Les spreads et l’euro
Cette année, face à ces menaces géopolitiques, l’écart de rendement entre les Bunds allemands et les obligations gouvernementales italiennes à dix ans, qui mesure la différence entre ce que les deux gouvernements doivent payer pour emprunter, s’est resserré. Il se situe autour de 180 points de base, soit plus que les quelque 100 points de base enregistrés durant la pandémie, lorsque l’intensité de la coopération financière au sein de l’UE était à son maximum. Le rendement des Bunds allemands à 10 ans étant passé de négatif début 2022 à 2,7 % en mars 2023, nous avons augmenté l’exposition et la duration de nos portefeuilles. En ce qui concerne le segment du crédit, nous continuons à préférer les obligations d’entreprise de qualité aux obligations à haut rendement.
Les marchés ont déjà commencé à anticiper un pic des taux d’intérêt. Les valorisations des actions européennes ont augmenté en même temps que les modestes révisions à la hausse des prévisions de bénéfices pour 2023. Tout signe d’amélioration de la croissance dans la zone euro entraînerait une hausse des marchés boursiers européens. Toutefois, compte tenu des incertitudes liées aux secteurs bancaires américain et européen, nous maintenons pour l’instant une allocation sous-pondérée aux actions européennes.

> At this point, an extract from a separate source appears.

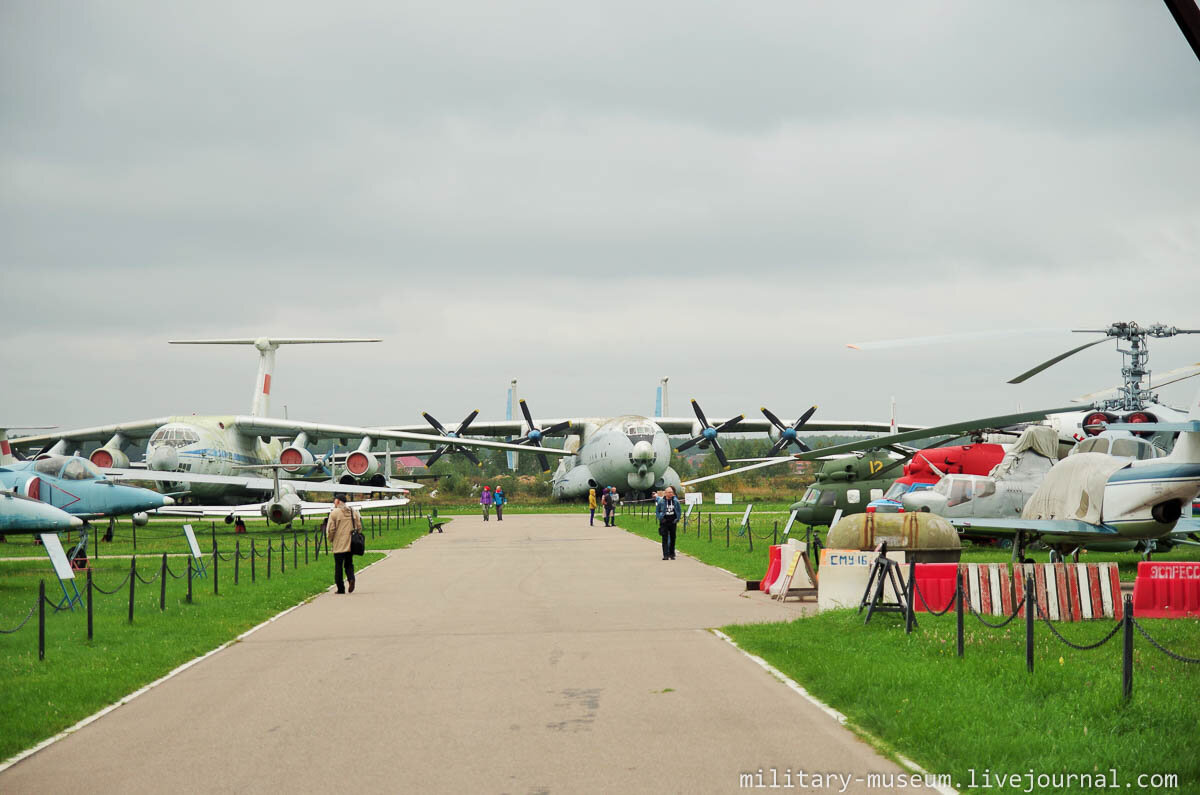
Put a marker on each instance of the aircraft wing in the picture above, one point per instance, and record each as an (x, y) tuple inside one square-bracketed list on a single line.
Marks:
[(255, 483), (268, 426), (683, 425), (135, 430), (894, 438)]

Par rapport au dollar américain, nous maintenons nos objectifs pour l’euro à 1,10 et 1,12 sur un horizon de trois et douze mois, respectivement. Avec les flux trimestriels de la balance des paiements qui atteignent leur niveau le plus élevé depuis le troisième trimestre de 2020, les flux de devises restent favorables. Cette dynamique devrait persister un certain temps, du fait que le compte courant de la zone euro reste soutenu par la baisse des prix du gaz naturel, tandis que les flux de portefeuille sont importants, les investisseurs européens rapatriant leurs actifs étrangers.